Equipment Finance Calculator Table of Contents




How to use the Equipment Finance calculator


To use the equipment finance calculator, you’ll need to enter some details about your loan to estimate your scheduled repayments. These are explained below:

  • Loan Amount - The amount of money you will be taking out under an equipment finance agreement.
  • Interest Rate - This is the fixed interest rate the lender will apply to your equipment finance loan.
  • Balloon Payment - A balloon payment is often represented as a percentage of the total loan amount. It will result in a reduced regular repayment amount at the cost of a higher, final payment. Balloon payments are commonly used when purchasing a vehicle through equipment finance, such as a chattel mortgage.
  • Establishment Fees - Any upfront fees charged by the lender when creating the equipment finance loan agreement. This will allow you to determine the full total amount of your equipment finance loan.
  • Loan Term - The length of your equipment finance loan as dictated by your loan agreement. The loan term is important as it will allow you to accurately calculate your monthly and weekly payments based on the Annual Percentage Rate (APR).

Once you have filled in your equipment finance loan details, simply click ‘See My Repayments’ to view an estimated repayment amount. You can then select Monthly, Fortnightly, or Weekly repayments to see what your repayment amount will be at various frequencies.


Equipment Finance Repayment and Interest Formula


The equipment finance calculator uses what is called an amortisation calculation. This gives you an understanding of how much interest you will pay for each month and year of your equipment finance term.


Equipment finance often uses a fixed rate of interest over a fixed term, however you will need to understand how your repayments are used toward repaying the interest amount and principal amount to determine how much interest you will pay each time.


When you first begin repaying your equipment finance loan, a larger percentage of your repayment amount will be put toward repaying your interest on the loan. This is because, at the start of your loan agreement, your interest will be calculated on the full loan amount. As you make repayments and the principal amount decreases, so will the portion of your repayments put toward paying the interest.


As a mathematical formula, calculating amortisation can seem complex and difficult. However, once you understand how interest is calculated on your principal loan amount over time, you should be able to perform the calculations yourself.
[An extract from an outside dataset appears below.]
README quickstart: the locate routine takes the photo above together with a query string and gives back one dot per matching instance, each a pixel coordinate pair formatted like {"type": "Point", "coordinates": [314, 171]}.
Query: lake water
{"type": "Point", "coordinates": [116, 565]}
The simple formula for calculating Loan Repayments is: Loan Amount / Discount Factor


However, the calculations become a little more complex when finding the discount factor, which is calculated by dividing the interest rate of your loan by the number of payments per year (12 for monthly, 26 for fortnightly, or 52 for weekly) to first obtain the Periodic Interest Rate.


The formula is expressed as: (((1 + i) ^n) - 1) / (i (1 + i)^n)


  • n = the number of repayments
  • i = the annual interest rate

To show how this complex formula can be easily understood, we’ve presented a simple example below.


Equipment Finance Calculator example


In the example below, we’ll use a $50,000 loan at a 12% interest rate, repaid monthly over 7 years without a balloon payment attached to the loan:


  • n = 84 (12 repayments per year for 7 years)
  • i = 0.01 (where the interest rate (12%) is divided by the number of annual payments (12) to provide a decimal representation of the interest rate)
  • Using the discount factor formula above, we can calculate the discount factor: ((((1+0.01)^84) - 1) / (0.01(1+0.01)^84)) = 56.6484
  • The discount factor is then calculated as 56.6484
  • We then take our loan amount ($50,000) and apply the Loan Repayment Formula, dividing the loan amount by the discount factor. This will provide your monthly repayments: 50,000 / 56.6484 = 882.637
  • We then round this figure out to a double-digit decimal amount. Your monthly repayments on this loan will be $882.64

If you want to quickly calculate your repayments without creating your own spreadsheet with the above calculations, you can use our free equipment finance calculator.


Equipment Finance Calculator FAQs

You will qualify for equipment finance with the majority of Australian lenders if you operate a business which has been trading for at least 12 months, have an Australian Business Number and are registered for GST. You can still qualify for equipment finance if you are self-employed, a sole trader, or your business has been operating for less than 12 months, however you may be required to provide extensive documentation to prove your ability to repay the loan.

Equipment finance interest rates start as low as 4.49% for a commercial hire purchase or finance lease, while an unsecured business loan will have interest rates that start at 9.90%. The best equipment finance interest rates will be offered to secure, stable businesses applying for a secured form of equipment finance.

A balloon payment is a percentage of your loan amount which is not factored into your monthly repayments. If you apply for an equipment finance loan that includes a balloon payment, you will have two choices at the end of the loan term: you can either pay the balloon amount in full, or discuss with your lender about financing the residual amount into another loan.

You won’t need to put down a deposit on equipment finance if you own a home. In fact, you won’t need to provide a deposit at all if you are comfortable with the approval process taking a little longer. If you wish to fast-track your application through a streamlined equipment finance application and are renting a home, you will need to provide a 20% deposit on the assets you wish to finance.